La demie de huit heures résonnait à l’instant sous mes pieds. Accoudé au rampant de la fenêtre, je regardais la noirceur prendre possession des campagnes avoisinantes. Nous étions en mars 1896 et le vent printanier avait enfin chassé l’hiver. J’avais accueilli avec joie ce lent mouvement du temps.

J’avançai légèrement la tête vers l’extérieur et vis, à ma droite, de la lumière au dernier étage du pensionnat jouxtant notre maison. On n’y soufflait les bougies qu’à neuf heures passées.

On avait transporté le feu de la classe jusque dans la maison; une douce chaleur s’élevait d’entre les planches.
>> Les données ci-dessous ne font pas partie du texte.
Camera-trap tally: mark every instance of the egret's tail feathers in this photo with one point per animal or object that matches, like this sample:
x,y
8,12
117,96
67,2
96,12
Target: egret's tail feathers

J’enfilai un tricot et quittai ma chambre. Je souhaitais aller au dortoir, où je n’étais pas monté depuis l’arrivée du nouvel élève, il y avait de cela presque trois semaines. Auguste Dusseault était arrivé au pensionnat un venteux matin de février et, depuis, mon père ne tarissait pas d’éloges envers celui qu’il appelait avec amusement « l’esprit vif ».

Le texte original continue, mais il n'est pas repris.